Records show the use of glued laminated timber in building construction as early as1860, in England. Such timber buildings have stood for more than 100 years, and still welcome people with the warmth of their character. The technology of making glued laminated timber has advanced considerably since then. Today’s glued laminated timber has dramatically improved strength and water resistance. It has become a superior alternative to concrete and steel, and has been increasingly used in the design of larger scale buildings, such as gymnasiums, municipal offices and schools.

*It is believed that the first building using glued laminated timber in Japan was the Forest Memorial Hall in Tokyo, built in 1951, in which the wood formed a semi-circular structural arch.

Stability in a major earthquake - houses built with the KES System survived the Hanshin earthquake.

When the Hanshin Earthquake occurred in 1995, among the 73 houses built with the KES System, all of which survived the disaster, this house for Mr. & Mrs. N survived without a scar. It is a three-story residence in the worst hit area of the Nada District of Kobe City. The KES System protected our clients’ lives and their property in this massive earthquake, which destroyed a nearby three-storey concrete apartment building. This proved the structural strength of the KES System when compared to other construction methods.

Plans of the house
for Mr. & Mrs. N

This is a very narrow house, 3.64m wide. According to calculations based on the Building Standard Law of Japan, the load-bearing walls of the lowest floor of a three-storey building of this size should resist 11.83t in the X Axis and 12.74t in the Y Axis. However, during the earthquake, in this house, each KES connector was able to resist the 10t force of the initially vertical earthquake. Laboratory results have shown that a KES load-bearing wall can resist 4.7 times more force than a load-bearing wall as required by the Building Standard Law of Japan.

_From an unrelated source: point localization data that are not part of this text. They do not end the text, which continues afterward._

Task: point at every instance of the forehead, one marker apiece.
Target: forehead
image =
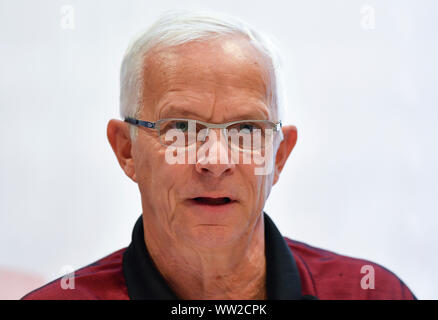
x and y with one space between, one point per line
221 71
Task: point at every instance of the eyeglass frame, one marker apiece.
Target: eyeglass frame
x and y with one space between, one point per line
155 125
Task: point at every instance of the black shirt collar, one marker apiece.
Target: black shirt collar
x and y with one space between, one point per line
144 281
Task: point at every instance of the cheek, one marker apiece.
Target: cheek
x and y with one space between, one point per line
257 187
158 181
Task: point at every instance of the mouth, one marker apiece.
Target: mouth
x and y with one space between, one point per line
209 201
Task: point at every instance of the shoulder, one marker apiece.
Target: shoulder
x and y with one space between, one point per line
329 275
102 279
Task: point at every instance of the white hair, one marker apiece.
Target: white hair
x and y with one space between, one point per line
179 27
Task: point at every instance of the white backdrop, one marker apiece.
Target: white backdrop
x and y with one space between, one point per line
362 180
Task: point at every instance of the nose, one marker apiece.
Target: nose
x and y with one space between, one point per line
216 161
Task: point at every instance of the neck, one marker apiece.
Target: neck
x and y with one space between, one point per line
237 271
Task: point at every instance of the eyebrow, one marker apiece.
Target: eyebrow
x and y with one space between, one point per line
178 112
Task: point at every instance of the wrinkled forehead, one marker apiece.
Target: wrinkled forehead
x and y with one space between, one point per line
220 66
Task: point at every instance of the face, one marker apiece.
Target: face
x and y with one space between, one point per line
216 81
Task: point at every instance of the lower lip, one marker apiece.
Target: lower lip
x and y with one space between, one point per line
211 208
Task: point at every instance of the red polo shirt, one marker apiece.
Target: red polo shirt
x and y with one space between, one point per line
294 270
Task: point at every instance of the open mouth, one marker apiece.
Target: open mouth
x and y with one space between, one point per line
212 201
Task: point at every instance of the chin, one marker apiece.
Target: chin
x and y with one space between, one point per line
212 236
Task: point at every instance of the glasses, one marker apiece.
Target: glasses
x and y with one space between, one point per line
245 135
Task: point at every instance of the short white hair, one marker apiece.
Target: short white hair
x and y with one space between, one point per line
179 27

Voluntary Housing Labeling System introduced in Japan

With the introduction of the Housing Quality Assurance Act, in August 2002, owners of houses are able to assess the performance of their largest asset. The "Housing Performance Evaluation System" (HPES) covers performance criteria beyond the minimal standards of the Japanese Building Standards - for instance, durability, resistance to earthquakes, and energy consumption.

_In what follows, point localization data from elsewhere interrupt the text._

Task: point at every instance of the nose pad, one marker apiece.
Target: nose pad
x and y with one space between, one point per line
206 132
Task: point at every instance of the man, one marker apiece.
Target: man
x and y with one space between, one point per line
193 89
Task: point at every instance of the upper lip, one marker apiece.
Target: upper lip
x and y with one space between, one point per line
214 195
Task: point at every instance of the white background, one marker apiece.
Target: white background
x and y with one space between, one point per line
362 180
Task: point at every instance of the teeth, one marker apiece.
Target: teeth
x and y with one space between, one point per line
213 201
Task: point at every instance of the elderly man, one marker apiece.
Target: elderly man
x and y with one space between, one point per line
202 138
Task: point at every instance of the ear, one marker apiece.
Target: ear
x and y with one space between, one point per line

Comparison of housing performance, by construction method

(Created by Shelter. The ratings are subject to specifications. The larger number indicates better performance)

Laboratory test proved the strength of the KES System

Laboratory test: comparing the strength of load-bearing walls

1. KES systemPmax=2226kgf

2. Traditional Japanese timber structurePmax=1061kgf

The illustration shows a laboratory test of the strength of load-bearing walls. Two KES System shear walls were compared with a conventional cross-braced Japanese house wall with a standard specification. The test criteria were based on JISA1414. Test samples were;

1.KES System 140

140mm square laminated timber column, 140x240mm laminated timber beam, JM connectors at top of the columns, SB Connectors at bottom of the columns, and 11.1mm OSB board for the shear wall.

2.KES System 120

120mm square laminated timber column, 120x240mm laminated timber beam, SJ connectors at top of the columns, SB Connectors at bottom of the columns, and 9.5mm OSB board for the shear wall.

3. Conventional Japanese timber structure (Standard Specification for a house)

120mm Square column, 120x240mm beam, cross bracing with BP-2 plates

The tests showed the conventional double-braced wall bearing a load of up to 1.06 ton force. However, at that load, the sill of the wall became broken. The KES System 120 bore a load of up to 2.2 tons force. The KES System 140 bore a load of up to 3.5tons force, and in both cases the KES shear walls retained their structural integrity.